Enabling Human–Autonomy Teaming in Medical Imaging Through Transformers
Loading...
Date
Authors
Journal Title
Journal ISSN
Volume Title
Publisher
Abstract
Significant progress in deep learning has positioned highly capable, fully automated
medical imaging tools on the near horizon. However, translation from research into
clinical practice is slower than the rapid technological advancements. There is an alternative
that is more feasible and leverages strengths from both a human operator and
machine learning based tools where a decision support system is in charge of augmenting
human ability. Termed human autonomy teaming (HAT), the goal is to have teams of
human operators with autonomous machines work together on required tasks. The adoption
of HATs has unfortunately also been slow. Interestingly, transformer-based deep
learning architectures bring unique properties, the attention mechanism and generative
pre-training, that may have applications across different medical imaging related tasks
and further investigation may provide insights for better adoption of HATs.
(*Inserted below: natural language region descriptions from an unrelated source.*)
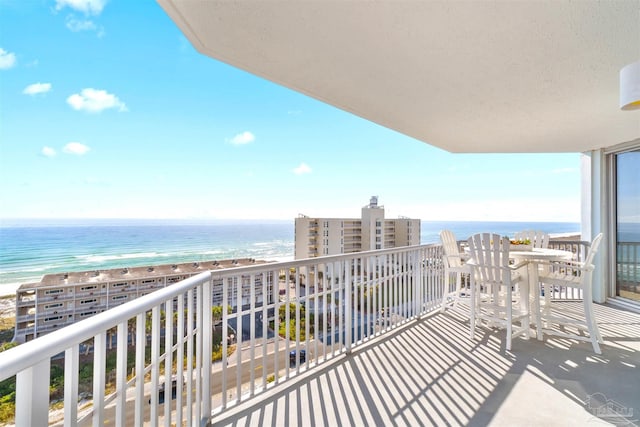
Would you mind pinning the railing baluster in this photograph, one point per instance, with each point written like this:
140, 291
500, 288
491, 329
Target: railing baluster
155, 368
189, 371
32, 400
180, 333
199, 338
121, 376
252, 337
168, 362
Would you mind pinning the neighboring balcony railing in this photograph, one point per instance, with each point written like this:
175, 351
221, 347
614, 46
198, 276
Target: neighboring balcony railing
178, 360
Conceptually, the attention mechanism informs the model to pay attention to certain
portions of the input. Using this as a means to examine model decisions, the attention
heads of a Vision Transformer and the important pixels for a ResNet50 model were compared
to radiologist annotations to determine appropriateness of each model’s attention
mechanisms in classifying two datasets. Both the ResNet50 model and the ViT model
had high levels of agreement with the radiologist annotations at 88.07% and 94.85%
and 94.72% and 96.96% respectively; however, the vision transformers had better performance
in both test accuracy and agreement.
Generative pre-training is a method for training model weights without extra labelling.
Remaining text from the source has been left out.